Frankie Lee Sims was born on April 30, 1917 in New Orleans, Louisiana, to Henry Sims and Virginia Summuel. He claimed he was born on February 29, 1906, but 1906 was not a leap year and April 30, 1917 is generally accepted as his birth date. He was the nephew of Texas blues singer Texas Alexander, and the cousin of Texan guitarist Lightnin’ Hopkins. Both Sims’s parents were “accomplished guitarists”. His family moved to Marshall, Texas in the late 1920s, and at the age of 12 he learnt to play guitar from Texas blues musician Little Hat Jones and ran away from home to work as a musician. In the late 1930s Sims had a duel career of a teacher in Palestine, Texas on weekdays and a guitarist at local dances and parties on weekends. When the US entered the Second World War at the end of 1941, Sims enlisted, becoming a Marine for three years. After the war Sims made Dallas his home where he pursued a full-time career in music.
In Dallas Sims encountered, and performed with, Texas blues guitarists T-Bone Walker and Smokey Hogg in local clubs. In 1948 Sims recorded two singles for Blue Bonnet Records, but his first success came in 1953 when he recorded his song, “Lucy Mae Blues” for Art Rupe’s Specialty Records, which went on to become a regional hit.
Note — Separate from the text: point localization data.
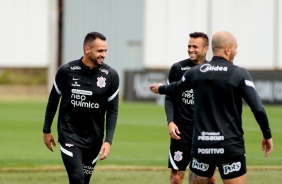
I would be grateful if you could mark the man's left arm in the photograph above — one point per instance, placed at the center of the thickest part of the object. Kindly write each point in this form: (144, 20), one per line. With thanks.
(111, 116)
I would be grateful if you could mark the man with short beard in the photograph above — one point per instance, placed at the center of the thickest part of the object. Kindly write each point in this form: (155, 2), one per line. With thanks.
(88, 91)
(179, 109)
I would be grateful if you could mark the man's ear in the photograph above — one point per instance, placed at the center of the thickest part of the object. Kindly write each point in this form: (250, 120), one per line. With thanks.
(227, 50)
(87, 49)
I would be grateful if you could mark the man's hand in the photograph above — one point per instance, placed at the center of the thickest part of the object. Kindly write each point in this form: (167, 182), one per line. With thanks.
(49, 141)
(106, 147)
(267, 146)
(155, 88)
(173, 131)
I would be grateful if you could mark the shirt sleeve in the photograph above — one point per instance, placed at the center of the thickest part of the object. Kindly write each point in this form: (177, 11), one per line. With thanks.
(112, 108)
(176, 87)
(252, 98)
(169, 110)
(52, 105)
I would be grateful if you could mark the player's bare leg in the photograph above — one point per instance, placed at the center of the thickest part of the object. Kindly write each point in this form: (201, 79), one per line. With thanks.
(239, 180)
(176, 176)
(195, 179)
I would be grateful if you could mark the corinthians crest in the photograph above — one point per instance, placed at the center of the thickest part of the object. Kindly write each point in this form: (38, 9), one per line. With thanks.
(178, 156)
(101, 82)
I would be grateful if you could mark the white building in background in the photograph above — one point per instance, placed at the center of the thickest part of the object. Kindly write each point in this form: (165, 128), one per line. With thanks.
(141, 34)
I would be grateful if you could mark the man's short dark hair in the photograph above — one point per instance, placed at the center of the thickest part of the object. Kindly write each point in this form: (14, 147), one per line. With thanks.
(200, 35)
(92, 36)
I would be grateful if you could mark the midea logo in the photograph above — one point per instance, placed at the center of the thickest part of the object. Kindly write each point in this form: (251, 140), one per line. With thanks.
(208, 67)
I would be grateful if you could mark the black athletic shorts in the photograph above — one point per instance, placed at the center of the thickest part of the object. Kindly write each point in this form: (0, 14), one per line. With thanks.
(79, 162)
(180, 150)
(229, 167)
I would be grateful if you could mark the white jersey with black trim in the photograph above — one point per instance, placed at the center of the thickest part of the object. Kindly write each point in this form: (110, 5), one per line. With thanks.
(219, 88)
(88, 100)
(179, 107)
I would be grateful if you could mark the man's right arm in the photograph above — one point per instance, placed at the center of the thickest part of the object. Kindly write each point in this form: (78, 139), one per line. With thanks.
(176, 87)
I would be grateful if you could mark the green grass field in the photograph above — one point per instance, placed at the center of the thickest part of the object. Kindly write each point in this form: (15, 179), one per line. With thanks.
(138, 154)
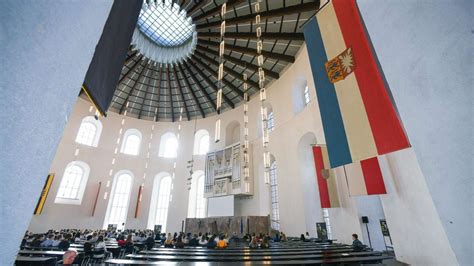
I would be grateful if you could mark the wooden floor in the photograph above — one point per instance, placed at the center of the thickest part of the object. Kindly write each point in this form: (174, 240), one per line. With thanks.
(288, 253)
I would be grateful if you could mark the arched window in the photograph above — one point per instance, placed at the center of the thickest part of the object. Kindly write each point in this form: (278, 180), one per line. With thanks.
(73, 183)
(274, 195)
(201, 142)
(306, 95)
(131, 142)
(168, 146)
(89, 132)
(200, 200)
(197, 202)
(163, 202)
(267, 111)
(271, 121)
(301, 94)
(119, 199)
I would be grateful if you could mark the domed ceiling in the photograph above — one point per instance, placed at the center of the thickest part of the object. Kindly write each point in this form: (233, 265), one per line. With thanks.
(173, 59)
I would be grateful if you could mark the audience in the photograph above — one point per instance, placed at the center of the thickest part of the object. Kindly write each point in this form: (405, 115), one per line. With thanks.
(222, 242)
(150, 242)
(169, 241)
(179, 242)
(203, 240)
(356, 244)
(100, 244)
(211, 242)
(194, 242)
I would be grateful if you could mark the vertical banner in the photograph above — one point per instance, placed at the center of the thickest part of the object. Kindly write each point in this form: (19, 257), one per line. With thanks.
(321, 231)
(110, 53)
(358, 113)
(44, 194)
(384, 227)
(326, 178)
(365, 178)
(139, 201)
(96, 199)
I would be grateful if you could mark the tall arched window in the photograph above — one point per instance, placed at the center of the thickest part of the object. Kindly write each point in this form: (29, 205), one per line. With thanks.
(306, 95)
(197, 202)
(201, 142)
(200, 200)
(73, 183)
(168, 146)
(131, 142)
(163, 202)
(274, 196)
(271, 121)
(89, 132)
(301, 94)
(119, 199)
(267, 111)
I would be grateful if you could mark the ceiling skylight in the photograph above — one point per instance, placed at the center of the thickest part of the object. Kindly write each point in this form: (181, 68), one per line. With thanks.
(164, 24)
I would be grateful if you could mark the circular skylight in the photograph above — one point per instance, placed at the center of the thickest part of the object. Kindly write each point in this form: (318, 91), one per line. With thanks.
(164, 24)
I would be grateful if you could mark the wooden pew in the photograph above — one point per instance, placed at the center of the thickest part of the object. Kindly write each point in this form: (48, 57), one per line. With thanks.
(248, 258)
(262, 252)
(44, 261)
(368, 259)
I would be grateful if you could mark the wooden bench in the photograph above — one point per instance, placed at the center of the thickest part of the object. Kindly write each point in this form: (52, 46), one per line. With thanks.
(269, 252)
(368, 259)
(252, 258)
(45, 261)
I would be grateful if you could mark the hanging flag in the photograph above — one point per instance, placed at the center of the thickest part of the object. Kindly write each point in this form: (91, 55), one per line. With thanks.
(365, 178)
(326, 178)
(359, 117)
(109, 56)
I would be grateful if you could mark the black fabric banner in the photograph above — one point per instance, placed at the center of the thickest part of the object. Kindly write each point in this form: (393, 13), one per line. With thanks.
(110, 53)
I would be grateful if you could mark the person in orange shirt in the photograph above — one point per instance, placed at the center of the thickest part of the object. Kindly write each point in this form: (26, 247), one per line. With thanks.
(222, 243)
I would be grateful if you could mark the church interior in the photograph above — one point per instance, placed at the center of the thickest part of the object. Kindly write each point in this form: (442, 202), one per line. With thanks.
(236, 132)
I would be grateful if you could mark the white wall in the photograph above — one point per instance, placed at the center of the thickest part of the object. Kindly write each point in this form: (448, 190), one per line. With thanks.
(425, 49)
(411, 214)
(46, 49)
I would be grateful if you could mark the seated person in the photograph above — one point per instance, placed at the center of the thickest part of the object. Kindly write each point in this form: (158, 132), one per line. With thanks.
(121, 241)
(64, 244)
(222, 243)
(48, 242)
(212, 242)
(253, 243)
(150, 242)
(356, 244)
(129, 245)
(179, 242)
(277, 237)
(36, 241)
(100, 244)
(302, 238)
(194, 242)
(69, 257)
(203, 240)
(266, 242)
(169, 241)
(88, 246)
(77, 238)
The Encyclopedia of the Blues called “Lucy Mae Blues” a “masterpiece of rhythm and good humor”. Sims continued recording songs for Specialty through the mid-1950s, many of them not released at the time. In 1957 he moved to Johnny Vincent’s Ace Records and recorded several songs, including “Walking with Frankie” and “She Likes to Boogie Real Low”, which Allmusic called “mighty rockers”. Sims also recorded with other blues musicians, including his cousin Hopkins, and appears on several of their records. In the early 1960s Hopkins “cashed in” on the folk-blues revival, but Sims faded into obscurity.
In 1969 blues historian Chris Strachwitz tracked Sims down to record him on his Arhoolie label, but Sims died soon after on May 10, 1970 in Dallas at the age of 53. The cause of death was pneumonia brought on by his poor health. At the time of his death he was reported to have had a drinking problem and was under investigation regarding a “shooting incident”. Soon after his death, Specialty Records released a compilation album of Sim’s recordings with the label, Lucy Mae Blues. In 1985 Krazy Kat released Walkin’ With Frankie, an album of unreleased songs he had recorded for the label in 1960.
Along with Lightnin’ Hopkins and Lil’ Son Jackson, Sims is regarded as “one of the great names in post-war Texas country blues”. According to the Encyclopedia of the Blues, his was a “considerable” influence on other musicians in Dallas. T-Bone Walker acknowledged Sims’s effect on his style of playing, and Hopkins got some of his ideas from him. Sims also guided several musicians at the start of their careers, including King Curtis and Albert Collins.
Sims’s style of guitar playing was to produce rhythmical patterns over and over, but with a slight change in each repetition, giving his music an “irresistible dance beat”. He produced a “twangy, ringing” sound on his electric guitar that was “irresistible on fast numbers and stung hard on the downbeat stuff”.